1. Sowjetisches Gas tauchte in Europa erstmals unmittelbar nach dem Ende des Zweiten Weltkriegs auf. Ab 1946 wurden kleine Mengen nach Polen geliefert und in den 1950er Jahren schlossen sich Warschau auch andere sozialistische Verbündete Moskaus an.
2. In den 1960er Jahren, mit der Entdeckung und Erschließung riesiger Erdgasfelder wie Urengoj in Westsibirien, nahm die Rolle der UdSSR als Gasmacht dramatisch zu. Ausgedehnte Pipeline-Netze mit erhöhter Kapazität (die Erdgasleitung „Bruderschaft“), die noch nicht die Grenzen der Warschauer Vertragsorganisation überschritten hatten, breiteten sich nach Westen aus.
3. Dennoch waren die westeuropäischen Länder, die nun eine rasante industrielle Entwicklung erlebten, sehr an billigen sowjetischen Rohstoffen interessiert. Sie sahen in Moskau einen weitaus stabileren Handelspartner als im damals politisch instabilen Nahen Osten.
4. Politische Reibereien zwischen Ost und West waren ein großes Hindernis für die Anbahnung einer für beide Seiten vorteilhaften wirtschaftlichen Zusammenarbeit, und so war das erste westeuropäische Land, mit dem Moskau verhandelte, das als neutral geltende Österreich.
5. 1968 unterzeichneten die sowjetische „Sojusneftexport“ und die Österreichische Mineralölverwaltung „OMV“ einen Vertrag über die Lieferung von 142 Millionen Kubikmetern pro Jahr. Das Eis war gebrochen und im folgenden Jahr folgten Verträge Moskaus mit Italien und Frankreich.
6. Deutschland, dem es an Rohstoffen für seine boomende Industrie mangelte, wurde zum wichtigsten Partner der Sowjetunion im Gashandel. Im Jahr 1970 lieferten westdeutsche Unternehmen der UdSSR hochwertige Stahlrohre mit großem Durchmesser (die damals weltweit nur von Deutschland und Japan hergestellt wurden), die für den Bau von Pipelines aus Sibirien verwendet wurden.
7. Vom ersten Tag an, als die Sowjetunion in den westeuropäischen Gasmarkt eintrat, versuchten die Vereinigten Staaten, sie zu verdrängen. Washington warnte seine europäischen Verbündeten vor den Gefahren der Abhängigkeit von sowjetischer Energie, forderte einen Stopp der kommunistischen Wirtschaftsexpansion, versprach, die Kohlelieferungen um ein Vielfaches zu erhöhen, und schlug vor, vollständig auf norwegisches Gas umzustellen. Die Europäer hielten all diese Alternativen jedoch für kostspielig und unrealistisch.

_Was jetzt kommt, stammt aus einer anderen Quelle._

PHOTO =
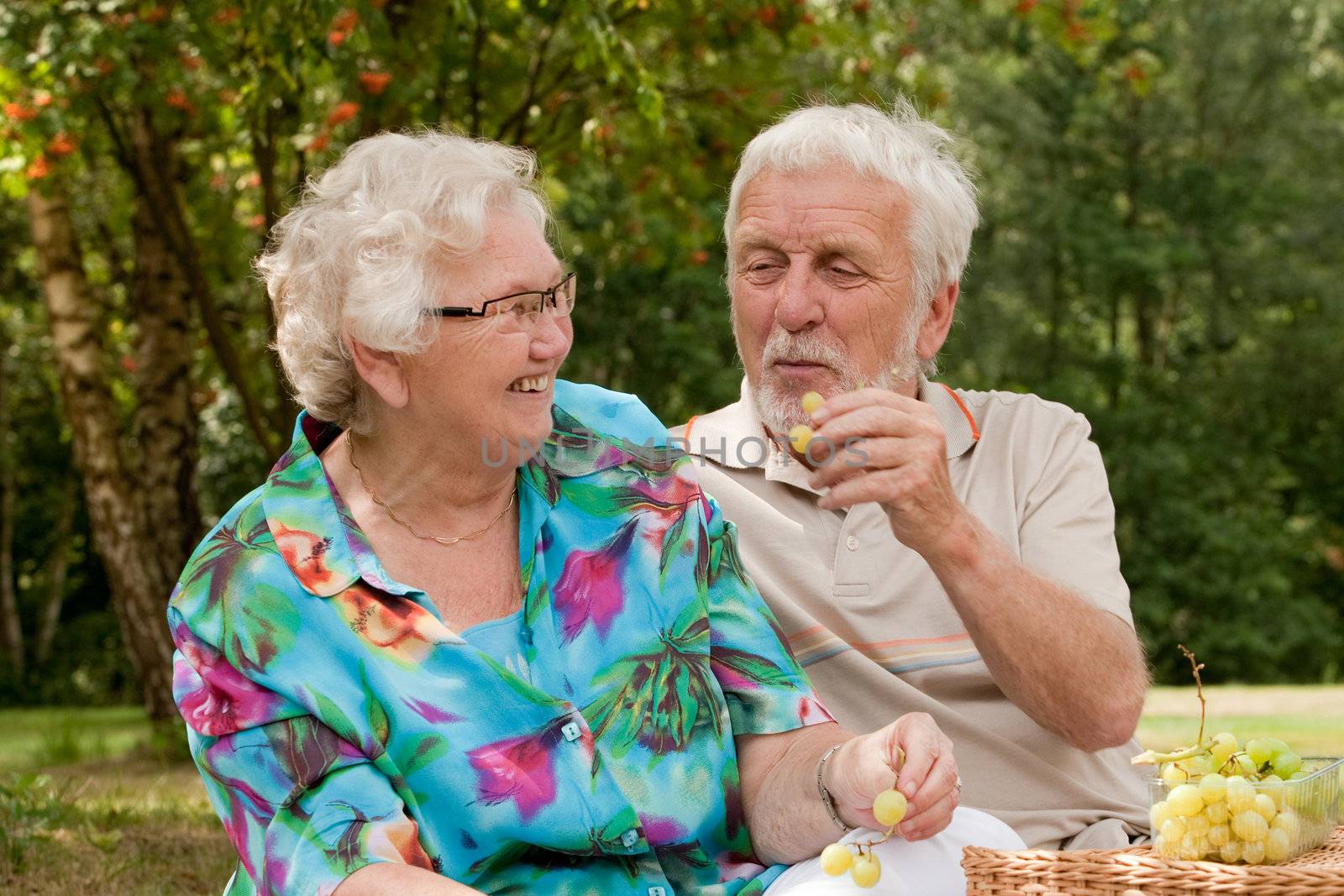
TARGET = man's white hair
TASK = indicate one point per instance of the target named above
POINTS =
(366, 249)
(900, 148)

8. 1981 begannen die USA einen regelrechten Gaskrieg gegen die UdSSR, indem sie sich gegen den Bau der Urengoj-Pomary-Uschgorod-Pipeline stellten. Die mit europäischen Krediten finanzierte Pipeline sollte aus zwei Strängen bestehen und eine Gesamtkapazität von 60 Milliarden Kubikmetern pro Jahr gewährleisten.
9. Die Amerikaner verhängten ein Embargo für die Lieferung ihrer Öl- und Gasausrüstung an die UdSSR. Das Verbot galt auch für westeuropäische und japanische Geräte, die amerikanische Technologie und Komponenten verwendeten. Schließlich war die Sowjetunion gezwungen, das Projekt selbst zu vollenden, was 1983 geschah. Anstelle von zwei wurde jedoch nur eine Linie mit einer Kapazität von 32 Milliarden Kubikmetern pro Jahr gebaut.
10. Trotz des Widerstands Washingtons stiegen die sowjetischen Erdgaslieferungen nach Europa innerhalb von 20 Jahren auf das 35-Fache. Ende der 1980er Jahre stammten bereits 15 % des in Frankreich verwendeten Erdgases aus der Sowjetunion, in Deutschland waren es sogar 30 %. Die Sowjetunion setzte Europa an die Erdgas-Nadel, sorgte aber gleichzeitig für dessen dynamisches Wirtschaftswachstum.